Late in the day
When DUAL Asset are asked to cover future breaches of restrictive covenants by developers, they will consider the likelihood of receiving a claim and at what stage during the development this could happen.
Our experience is that claims usually occur between the planning stage, and just as the developer goes on site to clear and prepare for groundworks. We recently settled an interesting claim that sat outside that trend.
In late 2016, a policy was purchased by our insured to support their office block to apartment’s redevelopment. The title was burdened by covenants which prevented residential use, but the wording of the benefit clause indicated that subsequent sales of the benefitting land rendered the covenants unenforceable. The risk was considered to be fairly low.

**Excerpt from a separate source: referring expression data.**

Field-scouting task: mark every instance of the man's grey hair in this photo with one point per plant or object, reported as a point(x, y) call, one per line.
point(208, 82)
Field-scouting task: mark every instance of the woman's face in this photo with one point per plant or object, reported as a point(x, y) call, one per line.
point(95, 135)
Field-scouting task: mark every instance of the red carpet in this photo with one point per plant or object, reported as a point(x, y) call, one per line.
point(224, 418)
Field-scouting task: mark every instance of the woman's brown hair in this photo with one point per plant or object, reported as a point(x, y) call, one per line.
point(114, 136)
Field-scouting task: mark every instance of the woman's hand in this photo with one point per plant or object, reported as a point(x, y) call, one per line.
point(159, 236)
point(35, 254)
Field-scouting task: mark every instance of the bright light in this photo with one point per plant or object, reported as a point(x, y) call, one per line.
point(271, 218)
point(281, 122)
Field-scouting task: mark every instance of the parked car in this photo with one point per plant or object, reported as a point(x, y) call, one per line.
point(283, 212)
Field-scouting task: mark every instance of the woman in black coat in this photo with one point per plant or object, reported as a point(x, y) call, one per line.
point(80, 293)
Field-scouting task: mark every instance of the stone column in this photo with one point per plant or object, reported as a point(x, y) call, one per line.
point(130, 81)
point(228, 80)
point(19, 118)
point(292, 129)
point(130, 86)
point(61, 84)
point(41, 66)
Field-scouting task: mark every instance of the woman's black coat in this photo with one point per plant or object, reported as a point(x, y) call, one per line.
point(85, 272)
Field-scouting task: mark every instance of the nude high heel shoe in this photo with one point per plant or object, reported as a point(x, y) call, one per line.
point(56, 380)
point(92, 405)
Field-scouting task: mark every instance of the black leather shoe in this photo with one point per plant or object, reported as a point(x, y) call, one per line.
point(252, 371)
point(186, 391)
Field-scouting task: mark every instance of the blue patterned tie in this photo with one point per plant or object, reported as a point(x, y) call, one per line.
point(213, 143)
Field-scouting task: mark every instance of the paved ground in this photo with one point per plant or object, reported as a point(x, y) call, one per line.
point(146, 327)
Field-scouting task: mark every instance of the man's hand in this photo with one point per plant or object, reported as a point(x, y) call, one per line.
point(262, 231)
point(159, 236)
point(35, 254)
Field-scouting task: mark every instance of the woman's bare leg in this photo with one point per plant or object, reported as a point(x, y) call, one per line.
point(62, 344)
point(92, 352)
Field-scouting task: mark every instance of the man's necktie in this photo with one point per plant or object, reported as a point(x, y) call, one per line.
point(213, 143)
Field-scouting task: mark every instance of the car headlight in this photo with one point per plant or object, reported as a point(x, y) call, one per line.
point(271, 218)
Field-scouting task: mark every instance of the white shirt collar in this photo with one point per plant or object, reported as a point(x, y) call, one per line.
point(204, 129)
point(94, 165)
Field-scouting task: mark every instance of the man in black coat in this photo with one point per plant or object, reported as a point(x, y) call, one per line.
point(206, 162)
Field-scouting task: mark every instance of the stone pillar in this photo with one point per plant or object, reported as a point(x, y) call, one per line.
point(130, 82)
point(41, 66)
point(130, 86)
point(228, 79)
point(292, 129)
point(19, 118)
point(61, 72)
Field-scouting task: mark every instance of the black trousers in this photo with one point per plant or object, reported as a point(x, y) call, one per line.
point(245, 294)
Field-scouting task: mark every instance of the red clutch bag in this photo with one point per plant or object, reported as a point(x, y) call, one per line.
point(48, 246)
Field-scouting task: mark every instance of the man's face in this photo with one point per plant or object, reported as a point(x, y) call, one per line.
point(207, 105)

Fast forward to three years later when the developer is marketing the completed apartments for sale, and they receive a notification from someone claiming to have the benefit of the covenants as a successor in title to the original covenantee. Interestingly, this company’s office (and that of their lawyer) were both located on the same road as the insured’s property and yet no issues had been raised during planning or development, despite scaffolding being in place for a significant period.
Although DUAL Asset had favourable opinion from counsel, the claimant persisted with their arguments, ramping up their activity by issuing draft particulars and a pre-action letter. At this point, the insured was getting concerned about the impact the situation could have on sales, having already seen some buyers pull out of transactions. In an effort to resolve the dispute and avoid proceedings, DUAL Asset agreed to the insured attending mediation.
Thankfully, the parties were able to reach an agreement at mediation whereby the claimant released the covenants in return for a sum that certainly exceeded the merit of their claim, but fell well below the likely losses that could have incurred had the dispute rumbled on.
Within six months, the claim was settled, and the insured was free to continue marketing the apartments without the worry of further disputes and aborted sales.